The Lord turned a mighty strong west wind... — As locusts come, so they commonly go, with a wind. They cannot fly far without one. It often happens that a wind blows them into the sea. Pallas says, speaking of Crimean locusts in the year 1799: — “Great numbers of them were carried [from the Crimea] by northerly winds into the sea, where they perished, and were afterwards washed on shore in heaps” (Travels, vol. ii., p. 424).

The Red sea. — Heb., the sea of weeds, or of rushes. The Red Sea probably acquired this name among the Hebrews from the fact that in the time of Moses its north-western recess communicated with a marshy tract, extending as far as the Bitter Lakes, and abounding in aquatic plants of a luxuriant growth. (Comp. Exodus 2:3, where the same term designates the water-plants of the Nile.)

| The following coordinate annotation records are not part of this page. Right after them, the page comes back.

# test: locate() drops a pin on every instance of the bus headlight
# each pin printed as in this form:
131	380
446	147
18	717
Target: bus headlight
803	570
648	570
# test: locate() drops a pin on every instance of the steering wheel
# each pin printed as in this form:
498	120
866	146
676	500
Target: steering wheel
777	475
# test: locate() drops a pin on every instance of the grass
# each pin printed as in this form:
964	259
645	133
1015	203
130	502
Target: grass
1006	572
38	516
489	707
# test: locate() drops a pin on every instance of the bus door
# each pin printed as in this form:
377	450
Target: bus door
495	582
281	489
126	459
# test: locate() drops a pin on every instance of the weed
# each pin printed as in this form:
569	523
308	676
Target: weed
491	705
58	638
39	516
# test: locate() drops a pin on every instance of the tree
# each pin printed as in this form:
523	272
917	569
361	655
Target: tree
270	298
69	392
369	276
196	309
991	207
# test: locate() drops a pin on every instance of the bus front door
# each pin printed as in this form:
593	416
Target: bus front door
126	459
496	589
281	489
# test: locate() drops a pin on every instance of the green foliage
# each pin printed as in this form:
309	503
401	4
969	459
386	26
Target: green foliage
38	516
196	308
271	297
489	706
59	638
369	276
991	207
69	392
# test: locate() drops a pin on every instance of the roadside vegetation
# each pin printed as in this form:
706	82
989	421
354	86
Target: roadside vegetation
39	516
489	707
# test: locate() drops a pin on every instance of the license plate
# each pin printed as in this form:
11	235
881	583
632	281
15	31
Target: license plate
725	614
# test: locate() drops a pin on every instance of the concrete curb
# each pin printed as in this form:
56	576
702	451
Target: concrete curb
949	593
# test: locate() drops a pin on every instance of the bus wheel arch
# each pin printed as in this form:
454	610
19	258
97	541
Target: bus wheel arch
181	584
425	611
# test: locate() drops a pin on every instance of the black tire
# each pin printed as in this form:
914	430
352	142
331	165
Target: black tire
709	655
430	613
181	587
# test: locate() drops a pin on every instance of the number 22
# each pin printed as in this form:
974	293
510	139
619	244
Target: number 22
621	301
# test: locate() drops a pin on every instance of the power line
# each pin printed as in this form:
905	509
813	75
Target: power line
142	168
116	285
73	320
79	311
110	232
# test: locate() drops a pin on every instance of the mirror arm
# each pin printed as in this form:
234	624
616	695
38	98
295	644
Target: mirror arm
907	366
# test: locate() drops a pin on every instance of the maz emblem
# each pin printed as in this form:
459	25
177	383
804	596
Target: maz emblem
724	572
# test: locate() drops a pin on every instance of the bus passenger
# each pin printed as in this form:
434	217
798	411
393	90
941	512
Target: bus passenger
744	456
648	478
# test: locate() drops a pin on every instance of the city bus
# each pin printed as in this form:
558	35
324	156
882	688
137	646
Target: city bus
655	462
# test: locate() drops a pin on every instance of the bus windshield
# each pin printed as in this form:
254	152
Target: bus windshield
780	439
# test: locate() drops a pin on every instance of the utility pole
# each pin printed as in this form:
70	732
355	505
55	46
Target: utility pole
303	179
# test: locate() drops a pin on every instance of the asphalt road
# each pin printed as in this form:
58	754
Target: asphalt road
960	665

There remained not one locust... — Niebuhr says of locusts in Arabia: — “Souvent il en reste beaucoup après le départ général” (Description de l’ Arabie, p. 153). But, on the other hand, there are times when the whole swarm takes its departure at once. “A wind from the south-west,” says Morier, “which had brought them, so completely drove them forwards that not a vestige of them was to be seen two hours afterwards” (Second Journey, p. 98).